March 30, 2016
The carry-on bags in the luggage bin above seat 7G on a recent U.S. flight to Dubai contained thousands of bills—$20s, $50s and $100s, all neatly wrapped in rubber bands and plastic.
The cash was carried aboard by Abdi Warsame, a Somali immigrant and an employee of a Midwestern money-transfer company that was shut out of the international banking system last year. The firm now ferries cash by hand.
The bills have since disappeared from the U.S. financial system. After arriving in Dubai, they entered an opaque network of trade, loans and remittances that fans across eastern Africa and the Middle East.
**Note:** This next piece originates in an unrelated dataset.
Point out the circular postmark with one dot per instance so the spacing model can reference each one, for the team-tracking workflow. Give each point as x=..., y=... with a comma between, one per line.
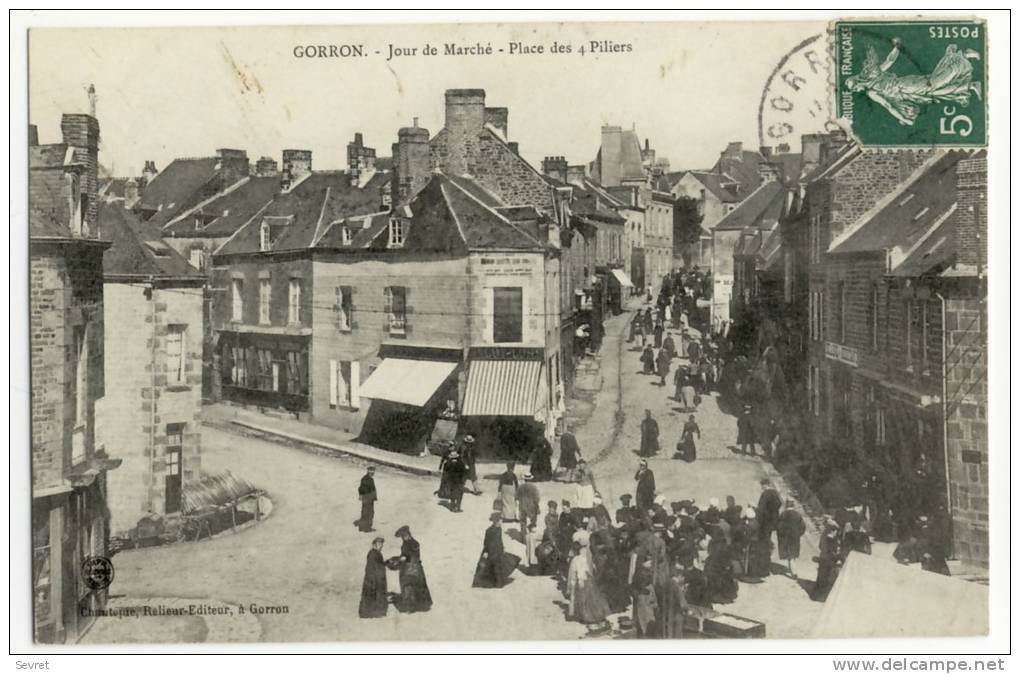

U.S. banks have closed thousands of accounts held by people and organizations considered suspicious, high-risk or difficult to monitor—including money-transfer firms, foreign banks and nonprofits working abroad. Closing accounts for fear their customers may be up to no good evicts from the financial system the innocent as well as those the U.S. government would most like to watch, a consequence not anticipated by Washington. Since passage of the Patriot Act in 2001, enhanced reporting requirements have generated an extraordinary flow of data from banks and other financial institutions. The act and earlier laws have provided authorities millions of reports, including the names, addresses and Social Security numbers of people flagged secretly by banks for what employees and data-mining software interpret as suspect behavior. These U.S. banking requirements have global reach. Deutsche Bank AG co-chief executive John Cryan told a panel at the World Economic Forum in Davos in January that “very, very onerous” regulations have required banks to take on new roles. “We’ve been slow to recognize that we are an extension of law enforcement,” he said.
Some bankers say the monitoring is too broad, potentially undermining its effectiveness. Jaikumar Ramaswamy, a Bank of America Corp. compliance executive and former federal prosecutor, said, “I’m surprised at how much of my time is spent not focusing on the guilty but chasing the innocent.”